A sinistra si è parlato molto di welfare. Troppo e male. Si è parlato spesso di intervento dello Stato. Ma di quale Stato? Di uno Stato che rappresenta quali interessi, e per chi o che cosa alloca le proprie risorse? Quando si parla di welfare, troppo spesso si pensa alle pance piene o alla capacità di spesa e quindi di consumo. E’ l’istinto di conservazione del sistema. Tutta la politica, eccettuati pochi casi, è appiattita su questo tema.
Ma un esempio di welfare accalappia-consenso fu proprio quello di Hitler.

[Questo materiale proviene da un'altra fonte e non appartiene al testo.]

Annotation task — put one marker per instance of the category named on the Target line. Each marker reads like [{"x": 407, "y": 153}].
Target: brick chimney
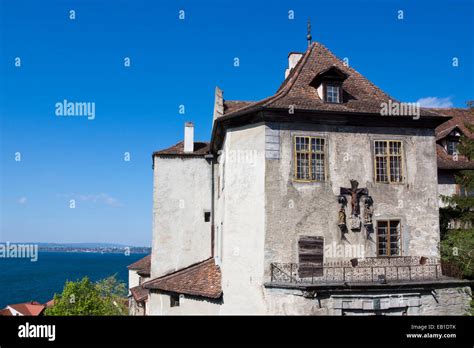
[
  {"x": 188, "y": 137},
  {"x": 293, "y": 59}
]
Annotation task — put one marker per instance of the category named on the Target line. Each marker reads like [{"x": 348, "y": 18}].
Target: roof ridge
[{"x": 184, "y": 269}]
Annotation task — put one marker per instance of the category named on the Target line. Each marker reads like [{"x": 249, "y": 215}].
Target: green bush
[
  {"x": 83, "y": 297},
  {"x": 457, "y": 249}
]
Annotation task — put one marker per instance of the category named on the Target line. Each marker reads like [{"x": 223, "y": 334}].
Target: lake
[{"x": 22, "y": 280}]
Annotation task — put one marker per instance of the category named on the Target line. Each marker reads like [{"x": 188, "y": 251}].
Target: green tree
[
  {"x": 83, "y": 297},
  {"x": 457, "y": 245}
]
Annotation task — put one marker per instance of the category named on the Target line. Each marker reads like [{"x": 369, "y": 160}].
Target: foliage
[
  {"x": 83, "y": 297},
  {"x": 457, "y": 249}
]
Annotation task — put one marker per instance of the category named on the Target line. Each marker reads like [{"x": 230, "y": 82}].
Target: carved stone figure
[
  {"x": 368, "y": 211},
  {"x": 355, "y": 194},
  {"x": 342, "y": 216}
]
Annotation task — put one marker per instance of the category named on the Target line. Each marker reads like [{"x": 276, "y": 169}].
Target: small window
[
  {"x": 309, "y": 158},
  {"x": 333, "y": 93},
  {"x": 388, "y": 161},
  {"x": 388, "y": 238},
  {"x": 310, "y": 256},
  {"x": 451, "y": 147},
  {"x": 174, "y": 301}
]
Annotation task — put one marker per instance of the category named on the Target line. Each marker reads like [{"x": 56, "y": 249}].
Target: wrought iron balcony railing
[{"x": 367, "y": 270}]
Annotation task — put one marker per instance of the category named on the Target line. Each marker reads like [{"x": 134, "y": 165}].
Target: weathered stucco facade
[
  {"x": 181, "y": 196},
  {"x": 229, "y": 216}
]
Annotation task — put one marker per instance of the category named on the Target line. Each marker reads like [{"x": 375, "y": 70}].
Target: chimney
[
  {"x": 293, "y": 59},
  {"x": 188, "y": 137},
  {"x": 218, "y": 103}
]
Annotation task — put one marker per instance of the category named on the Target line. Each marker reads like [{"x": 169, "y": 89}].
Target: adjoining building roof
[
  {"x": 201, "y": 279},
  {"x": 460, "y": 117},
  {"x": 235, "y": 105},
  {"x": 139, "y": 293},
  {"x": 200, "y": 150},
  {"x": 360, "y": 95},
  {"x": 142, "y": 266},
  {"x": 32, "y": 308}
]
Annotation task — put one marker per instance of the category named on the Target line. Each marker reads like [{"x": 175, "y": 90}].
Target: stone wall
[
  {"x": 181, "y": 196},
  {"x": 293, "y": 209}
]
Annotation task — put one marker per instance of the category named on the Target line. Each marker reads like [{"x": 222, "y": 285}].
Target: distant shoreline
[{"x": 132, "y": 250}]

Generosi assegni familiari, mutui a tasso zero, larghe esenzioni fiscali, vacanze a spese dello Stato (Kraft durch Freude), congedi retribuiti, abolizione di ogni tassa per i lavoratori a reddito fisso, alloggi popolari, sussidi ingenti, generosa politica di tutela della famiglia, protezione statale per le piccole imprese indebitate, e via discorrendo.
Tutte cose che, nel sistema capitalistico, non cadono dal cielo, ma per le quali c’è ci paga e chi viene pagato, chi si ingrassa e chi ci rimette: oppositori politici, ebrei, zingari, et similia…… Dunque; è proprio vero che il welfare non è né di destra né di sinistra, ma è una funzione del capitalismo, segue le sue crisi e le sue necessità.
Ne consegue che il problema non è il welfare, ma il modo di produzione. Ma è meglio che non si sappia.